Daniel Kokotajlo comments on Meta announces Llama 2; “open sources” it for commercial use

Daniel Kokotajlo 19 Jul 2023 14:45 UTC
LW: 2 AF: 2
0
AF
Any idea what’s happening with the 34B model? Why might it be so much less “safe” than the bigger and smaller versions? And what about the base version of the 34B—are they not releasing that? But the base version isn’t supposed to be “safe” anyway...
- Daniel Kokotajlo 19 Jul 2023 14:54 UTC
  LW: 8 AF: 3
  0
  AF Parent
  Relevant rumors / comments:
  
  Seems like we can continue to scale tokens and get returns model performance well after 2T tokens. : r/LocalLLaMA (reddit.com)
  
  LLaMA 2 is here : r/LocalLLaMA (reddit.com)
  There is something weird going on with the 34B model. See Figure 17 in the the paper. For some reason it’s far less “safe” than the other 3 models.
  Also:
  It’s performance scores are just slightly better than 13B, and not in the middle between 13B and 70B.
  At math, it’s worse than 13B
  It’s trained with 350W GPUs instead of 400W for the other models.
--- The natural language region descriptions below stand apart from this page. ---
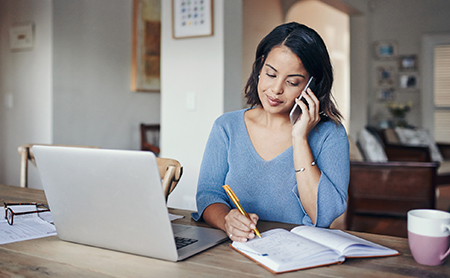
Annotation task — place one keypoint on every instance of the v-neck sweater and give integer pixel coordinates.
(269, 188)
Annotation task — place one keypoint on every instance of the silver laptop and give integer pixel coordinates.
(113, 199)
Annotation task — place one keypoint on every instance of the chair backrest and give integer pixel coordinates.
(26, 154)
(386, 192)
(150, 138)
(170, 170)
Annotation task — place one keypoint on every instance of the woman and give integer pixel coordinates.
(280, 172)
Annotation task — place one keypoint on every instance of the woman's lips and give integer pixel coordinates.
(273, 101)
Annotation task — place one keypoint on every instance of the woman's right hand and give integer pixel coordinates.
(238, 227)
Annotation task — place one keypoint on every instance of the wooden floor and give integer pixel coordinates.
(442, 203)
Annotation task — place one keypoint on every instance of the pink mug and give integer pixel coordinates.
(429, 235)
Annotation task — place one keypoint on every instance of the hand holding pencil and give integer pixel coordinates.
(235, 200)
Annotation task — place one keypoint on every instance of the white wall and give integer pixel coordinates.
(195, 67)
(25, 84)
(74, 86)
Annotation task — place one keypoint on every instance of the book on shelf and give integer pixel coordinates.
(303, 247)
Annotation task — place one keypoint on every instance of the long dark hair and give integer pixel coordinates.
(310, 48)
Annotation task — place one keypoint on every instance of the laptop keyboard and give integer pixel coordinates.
(183, 241)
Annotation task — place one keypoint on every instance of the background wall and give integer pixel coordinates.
(25, 84)
(199, 70)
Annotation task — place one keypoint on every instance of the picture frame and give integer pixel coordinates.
(409, 80)
(385, 49)
(408, 63)
(386, 75)
(146, 49)
(386, 94)
(22, 37)
(192, 18)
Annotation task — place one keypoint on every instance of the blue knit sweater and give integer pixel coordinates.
(269, 188)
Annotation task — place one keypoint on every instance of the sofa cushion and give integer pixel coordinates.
(419, 137)
(444, 168)
(355, 153)
(371, 147)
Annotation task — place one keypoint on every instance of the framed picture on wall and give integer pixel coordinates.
(409, 80)
(192, 18)
(386, 75)
(385, 94)
(408, 62)
(385, 49)
(21, 37)
(146, 52)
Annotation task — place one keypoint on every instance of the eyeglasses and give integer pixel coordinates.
(9, 213)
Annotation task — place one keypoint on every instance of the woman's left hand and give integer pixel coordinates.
(309, 117)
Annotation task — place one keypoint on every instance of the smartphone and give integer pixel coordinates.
(296, 111)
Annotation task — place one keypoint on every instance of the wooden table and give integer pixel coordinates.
(52, 257)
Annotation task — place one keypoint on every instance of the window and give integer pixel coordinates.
(441, 85)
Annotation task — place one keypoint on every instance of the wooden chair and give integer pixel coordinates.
(381, 194)
(26, 155)
(150, 138)
(169, 169)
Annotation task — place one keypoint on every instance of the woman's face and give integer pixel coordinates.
(282, 79)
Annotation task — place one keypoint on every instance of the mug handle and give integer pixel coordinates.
(445, 227)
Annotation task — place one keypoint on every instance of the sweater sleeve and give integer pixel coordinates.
(333, 160)
(213, 171)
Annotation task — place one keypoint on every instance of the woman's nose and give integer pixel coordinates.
(277, 87)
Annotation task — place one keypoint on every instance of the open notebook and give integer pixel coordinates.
(113, 199)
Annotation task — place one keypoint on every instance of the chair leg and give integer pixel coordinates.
(24, 167)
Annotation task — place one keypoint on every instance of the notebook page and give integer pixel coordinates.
(345, 243)
(280, 248)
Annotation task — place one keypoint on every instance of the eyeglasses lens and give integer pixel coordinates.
(9, 216)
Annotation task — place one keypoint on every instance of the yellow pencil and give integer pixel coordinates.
(238, 205)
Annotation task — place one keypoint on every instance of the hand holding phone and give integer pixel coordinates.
(296, 111)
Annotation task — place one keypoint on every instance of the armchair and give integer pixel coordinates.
(381, 192)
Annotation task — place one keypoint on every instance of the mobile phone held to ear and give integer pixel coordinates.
(296, 111)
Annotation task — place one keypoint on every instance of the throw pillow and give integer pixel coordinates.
(419, 137)
(370, 146)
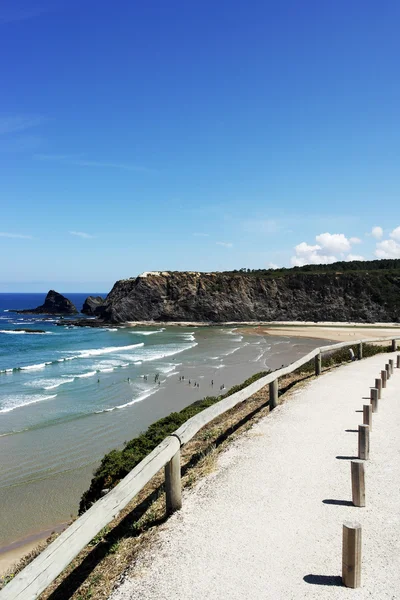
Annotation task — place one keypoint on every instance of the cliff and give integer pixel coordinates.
(236, 296)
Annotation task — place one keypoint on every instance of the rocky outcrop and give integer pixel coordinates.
(219, 297)
(91, 304)
(55, 304)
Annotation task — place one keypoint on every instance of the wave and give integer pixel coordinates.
(148, 332)
(107, 350)
(84, 375)
(11, 332)
(49, 384)
(134, 401)
(29, 400)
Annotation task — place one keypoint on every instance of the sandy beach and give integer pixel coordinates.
(340, 332)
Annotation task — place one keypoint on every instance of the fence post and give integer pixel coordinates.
(384, 378)
(273, 394)
(358, 483)
(367, 415)
(387, 368)
(318, 363)
(374, 399)
(363, 442)
(173, 486)
(351, 554)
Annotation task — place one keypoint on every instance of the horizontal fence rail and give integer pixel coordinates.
(44, 569)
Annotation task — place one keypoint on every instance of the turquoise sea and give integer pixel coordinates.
(70, 394)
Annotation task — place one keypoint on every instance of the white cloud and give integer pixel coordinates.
(82, 234)
(330, 247)
(79, 161)
(354, 257)
(334, 242)
(15, 235)
(377, 232)
(387, 249)
(395, 235)
(18, 123)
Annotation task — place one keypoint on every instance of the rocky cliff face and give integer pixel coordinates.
(90, 305)
(219, 297)
(54, 304)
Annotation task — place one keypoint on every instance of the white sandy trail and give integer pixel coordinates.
(254, 529)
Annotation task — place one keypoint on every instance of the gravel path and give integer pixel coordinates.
(258, 528)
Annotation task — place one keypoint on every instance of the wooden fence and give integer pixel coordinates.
(42, 571)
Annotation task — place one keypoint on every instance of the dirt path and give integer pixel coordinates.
(268, 523)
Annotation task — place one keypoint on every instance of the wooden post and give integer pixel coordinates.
(384, 379)
(387, 368)
(363, 442)
(351, 554)
(318, 363)
(367, 415)
(378, 385)
(273, 394)
(173, 487)
(358, 483)
(374, 399)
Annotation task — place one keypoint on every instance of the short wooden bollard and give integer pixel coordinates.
(374, 399)
(358, 483)
(378, 385)
(273, 394)
(351, 554)
(173, 486)
(367, 415)
(318, 363)
(384, 379)
(363, 442)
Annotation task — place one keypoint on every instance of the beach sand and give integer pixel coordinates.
(33, 507)
(340, 332)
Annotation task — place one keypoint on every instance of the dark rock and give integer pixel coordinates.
(219, 297)
(29, 330)
(55, 304)
(90, 305)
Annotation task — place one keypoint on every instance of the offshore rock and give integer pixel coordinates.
(55, 304)
(91, 304)
(363, 296)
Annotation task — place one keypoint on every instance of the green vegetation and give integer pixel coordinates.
(385, 265)
(117, 463)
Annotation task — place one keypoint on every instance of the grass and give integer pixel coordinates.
(94, 573)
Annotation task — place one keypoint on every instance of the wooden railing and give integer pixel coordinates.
(42, 571)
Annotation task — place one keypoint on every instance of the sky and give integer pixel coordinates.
(181, 135)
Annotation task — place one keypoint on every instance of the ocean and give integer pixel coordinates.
(71, 394)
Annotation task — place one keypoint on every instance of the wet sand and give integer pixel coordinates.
(33, 508)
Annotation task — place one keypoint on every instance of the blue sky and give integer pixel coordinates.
(214, 135)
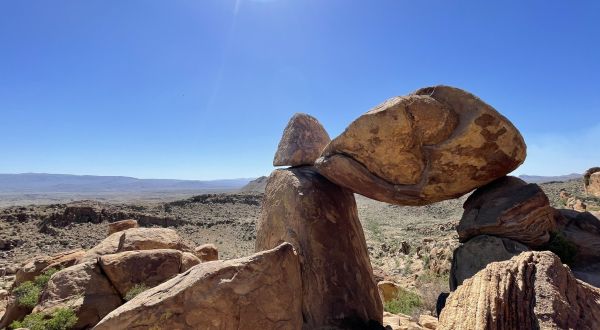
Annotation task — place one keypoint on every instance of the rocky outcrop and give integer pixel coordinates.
(531, 291)
(262, 291)
(591, 181)
(118, 226)
(37, 265)
(150, 267)
(510, 208)
(207, 252)
(474, 255)
(435, 144)
(302, 142)
(83, 288)
(320, 219)
(138, 239)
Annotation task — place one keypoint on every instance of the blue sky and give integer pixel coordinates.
(203, 89)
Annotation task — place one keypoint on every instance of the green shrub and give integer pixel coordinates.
(562, 247)
(134, 291)
(27, 294)
(60, 319)
(405, 302)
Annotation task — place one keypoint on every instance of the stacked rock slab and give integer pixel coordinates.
(531, 291)
(435, 144)
(320, 219)
(261, 291)
(303, 140)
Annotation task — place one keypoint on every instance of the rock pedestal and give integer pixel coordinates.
(320, 219)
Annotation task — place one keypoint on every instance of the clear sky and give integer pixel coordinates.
(202, 89)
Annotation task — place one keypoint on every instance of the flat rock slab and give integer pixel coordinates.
(434, 144)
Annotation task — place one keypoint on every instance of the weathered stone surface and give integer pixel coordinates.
(37, 265)
(435, 144)
(207, 252)
(531, 291)
(262, 291)
(149, 267)
(83, 288)
(591, 181)
(477, 253)
(117, 226)
(320, 219)
(510, 208)
(137, 239)
(302, 142)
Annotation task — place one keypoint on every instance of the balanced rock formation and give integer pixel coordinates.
(117, 226)
(474, 255)
(508, 207)
(591, 181)
(262, 291)
(303, 140)
(435, 144)
(207, 252)
(531, 291)
(320, 219)
(83, 288)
The training time also doesn’t scale as expected.
  It’s not in the reward scaling graphs in Figure 6.
  It just slightly beats Vicuna 33B, while the 13B model beats Vicuna 13B easily.
  In Table 14, LLaMA 34B-Chat (finetuned) scores the highest on TruthfulQA, beating the 70B model.
  So I have no idea what exactly, but they did do something different with 34B than with the rest of the models.